俺もガキの頃から面倒を見てもらったし、カイトにも比較的やさしい姐さんだった。
朝から晩まで、どんちゃん騒ぎが続いたのを今でも覚えている。
酒を飲んでいた俺は、姐さんに招待され、彼女に祝いの言葉を告げていたカイトの姿がないのに気づく。
「ヒロ、新しい酒を持ってきてくれ。神父様たちを手伝って来い」
「ああ、わかった」
父ちゃんからワインやりんご酒の追加を頼まれ、ボトルを取りに行くふりをして俺はカイトをさがした。
教会の前に人だかりができていた。
村の人間のほぼ全員が集まって普段は食べることのできないごちそうや、うまい酒を飲み食いしている。色とりどりのランプや、ろうそくの火が幻想的な明かりを発し、楽器を奏で、歌い、踊っている。祭の日みたいに、にぎやかだ。
「ったく、カイトのやつ、どこへ行ったんだ?」と俺は独り言を口にする。
具合が悪くなって部屋へ戻ったのだろうか? こんな夜遅くに村の中をひとりで出歩いているはずはないし……と頭をひねっているところに料理を運び終わり、食堂へ向かい、次の料理を持ってこようとするシスターメアリーの姿を目にする。
「メアリーさん」
彼女は即座に振り返り、微笑んだ。
「ヒロ、どうですか? ご飯は食べ進んでいます?」
「はい。とても、おいしいです。父に酒の追加を持ってくるよう頼まれました。お手伝いさせてください」
「ありがとうございます。猫の手も借りたいくらい大変なので助かります」
そうして彼女は目線を食堂へやり、村の女たちがせわしなく料理を作り、教会の子どもたちがせっせと皿を運んでいる姿を見つめた。

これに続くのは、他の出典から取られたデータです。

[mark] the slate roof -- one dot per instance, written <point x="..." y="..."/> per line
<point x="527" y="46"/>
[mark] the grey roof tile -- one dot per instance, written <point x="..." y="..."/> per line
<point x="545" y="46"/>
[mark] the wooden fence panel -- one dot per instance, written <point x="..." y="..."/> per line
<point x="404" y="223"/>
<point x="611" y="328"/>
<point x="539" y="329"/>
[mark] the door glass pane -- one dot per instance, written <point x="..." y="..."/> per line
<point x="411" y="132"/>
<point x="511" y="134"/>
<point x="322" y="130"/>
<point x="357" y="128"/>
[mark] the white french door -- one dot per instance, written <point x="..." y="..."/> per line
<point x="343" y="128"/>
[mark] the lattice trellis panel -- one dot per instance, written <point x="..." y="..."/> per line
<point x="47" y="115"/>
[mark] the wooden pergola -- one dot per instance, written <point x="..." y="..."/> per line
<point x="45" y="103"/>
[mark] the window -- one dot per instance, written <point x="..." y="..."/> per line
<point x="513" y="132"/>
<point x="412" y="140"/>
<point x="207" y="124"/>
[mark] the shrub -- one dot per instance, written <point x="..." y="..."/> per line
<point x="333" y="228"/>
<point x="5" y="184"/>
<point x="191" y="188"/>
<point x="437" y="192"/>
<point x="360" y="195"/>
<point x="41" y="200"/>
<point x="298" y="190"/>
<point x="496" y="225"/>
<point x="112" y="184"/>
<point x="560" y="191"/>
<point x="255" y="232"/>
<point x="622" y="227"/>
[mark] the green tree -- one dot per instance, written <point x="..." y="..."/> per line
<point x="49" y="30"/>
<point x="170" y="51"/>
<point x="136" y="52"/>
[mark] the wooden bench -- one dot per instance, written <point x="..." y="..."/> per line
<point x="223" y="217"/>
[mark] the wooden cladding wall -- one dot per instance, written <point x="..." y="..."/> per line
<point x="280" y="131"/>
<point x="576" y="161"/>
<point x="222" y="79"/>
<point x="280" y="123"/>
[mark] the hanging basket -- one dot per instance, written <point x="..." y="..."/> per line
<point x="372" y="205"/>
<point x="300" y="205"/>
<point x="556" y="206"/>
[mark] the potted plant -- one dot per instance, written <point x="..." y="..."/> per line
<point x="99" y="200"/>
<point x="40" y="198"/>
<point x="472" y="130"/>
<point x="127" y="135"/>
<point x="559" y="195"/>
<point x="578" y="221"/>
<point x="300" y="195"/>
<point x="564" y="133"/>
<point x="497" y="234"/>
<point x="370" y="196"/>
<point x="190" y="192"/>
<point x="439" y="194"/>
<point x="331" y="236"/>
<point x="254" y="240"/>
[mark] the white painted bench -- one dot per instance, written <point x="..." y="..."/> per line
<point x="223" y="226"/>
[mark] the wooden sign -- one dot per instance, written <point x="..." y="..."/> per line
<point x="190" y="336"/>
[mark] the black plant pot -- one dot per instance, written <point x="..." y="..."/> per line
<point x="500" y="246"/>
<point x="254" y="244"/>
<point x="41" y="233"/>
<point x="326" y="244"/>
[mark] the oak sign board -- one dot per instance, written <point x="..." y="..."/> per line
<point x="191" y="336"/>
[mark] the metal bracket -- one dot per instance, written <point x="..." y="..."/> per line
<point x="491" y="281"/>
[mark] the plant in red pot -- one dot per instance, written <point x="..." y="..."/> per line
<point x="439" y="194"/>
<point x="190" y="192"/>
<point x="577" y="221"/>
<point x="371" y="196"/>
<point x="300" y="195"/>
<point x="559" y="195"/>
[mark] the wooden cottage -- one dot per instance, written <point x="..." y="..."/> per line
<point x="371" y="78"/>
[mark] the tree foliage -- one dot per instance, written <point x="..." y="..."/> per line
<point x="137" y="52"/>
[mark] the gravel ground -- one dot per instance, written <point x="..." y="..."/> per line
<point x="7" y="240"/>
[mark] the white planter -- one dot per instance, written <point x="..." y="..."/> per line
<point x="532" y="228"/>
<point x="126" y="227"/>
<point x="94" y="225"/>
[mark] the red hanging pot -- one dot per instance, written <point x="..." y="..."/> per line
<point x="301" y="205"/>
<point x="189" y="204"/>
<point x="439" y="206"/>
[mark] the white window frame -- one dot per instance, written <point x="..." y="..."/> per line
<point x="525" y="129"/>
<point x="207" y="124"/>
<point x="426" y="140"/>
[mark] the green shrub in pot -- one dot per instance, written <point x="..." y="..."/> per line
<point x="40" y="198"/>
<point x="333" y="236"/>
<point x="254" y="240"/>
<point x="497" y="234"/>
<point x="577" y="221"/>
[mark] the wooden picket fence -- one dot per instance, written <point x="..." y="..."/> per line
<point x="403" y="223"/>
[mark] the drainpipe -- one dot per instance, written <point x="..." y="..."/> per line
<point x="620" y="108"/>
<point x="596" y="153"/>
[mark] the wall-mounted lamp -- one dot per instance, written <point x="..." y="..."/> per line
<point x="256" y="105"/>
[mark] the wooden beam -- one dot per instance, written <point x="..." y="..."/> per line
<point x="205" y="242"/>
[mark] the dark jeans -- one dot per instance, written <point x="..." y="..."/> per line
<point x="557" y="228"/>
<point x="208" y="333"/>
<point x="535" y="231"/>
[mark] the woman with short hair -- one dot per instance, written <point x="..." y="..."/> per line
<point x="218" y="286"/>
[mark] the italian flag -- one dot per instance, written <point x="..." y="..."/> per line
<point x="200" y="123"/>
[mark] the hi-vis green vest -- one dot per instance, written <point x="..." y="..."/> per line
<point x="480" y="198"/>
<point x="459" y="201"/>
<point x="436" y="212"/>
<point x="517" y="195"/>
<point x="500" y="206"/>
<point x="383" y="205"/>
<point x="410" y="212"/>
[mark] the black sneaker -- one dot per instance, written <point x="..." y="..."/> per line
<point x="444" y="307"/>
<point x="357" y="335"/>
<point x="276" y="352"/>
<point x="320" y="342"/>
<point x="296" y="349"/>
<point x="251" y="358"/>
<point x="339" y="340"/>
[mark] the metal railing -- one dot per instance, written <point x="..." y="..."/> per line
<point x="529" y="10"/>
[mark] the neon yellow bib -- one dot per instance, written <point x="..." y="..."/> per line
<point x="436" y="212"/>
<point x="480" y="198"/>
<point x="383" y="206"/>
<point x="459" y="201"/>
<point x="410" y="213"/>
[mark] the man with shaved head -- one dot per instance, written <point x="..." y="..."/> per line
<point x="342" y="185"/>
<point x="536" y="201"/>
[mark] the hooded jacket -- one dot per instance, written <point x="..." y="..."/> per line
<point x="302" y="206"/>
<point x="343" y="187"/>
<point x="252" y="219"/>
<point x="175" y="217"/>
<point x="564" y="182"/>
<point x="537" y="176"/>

「お酒の瓶は地下貯蔵庫にあります。重いので気をつけて運んでくださいね」
「力仕事なら慣れているので任せてください。ところでカイトは、どこへ行ったんですか? さっきから姿が見えませんけど」
「カイトなら夜風にあたってくると言って湖のほうへ行きましたよ。ヒロ、申し訳ありませんが、カイトひとりでは心配なので追加のお酒を運ぶ前に、あの子を迎えに行ってもらえません?」
「もちろんです。いいですよ」
ランプの明かりをもらい、湖のほうに向かうため、人混みの中を歩いていく。
少し離れただけで辺りは暗くなり、教会前の喧騒が嘘のように静かになる。
カイトは湖のほとりで明かりも持たない状態でひとり、たたずんでいた。
「おい、カイト。こんなところで何してる? ランプも持たねえで出歩くなんて危険極まりねえだろ。車椅子でコケたら、どうする」
「ヒロ……大丈夫だよ。今日は満月。月の光が、やさしく夜道を照らしてくれるから」と、あいつは上を向き、夜空を眺めていた。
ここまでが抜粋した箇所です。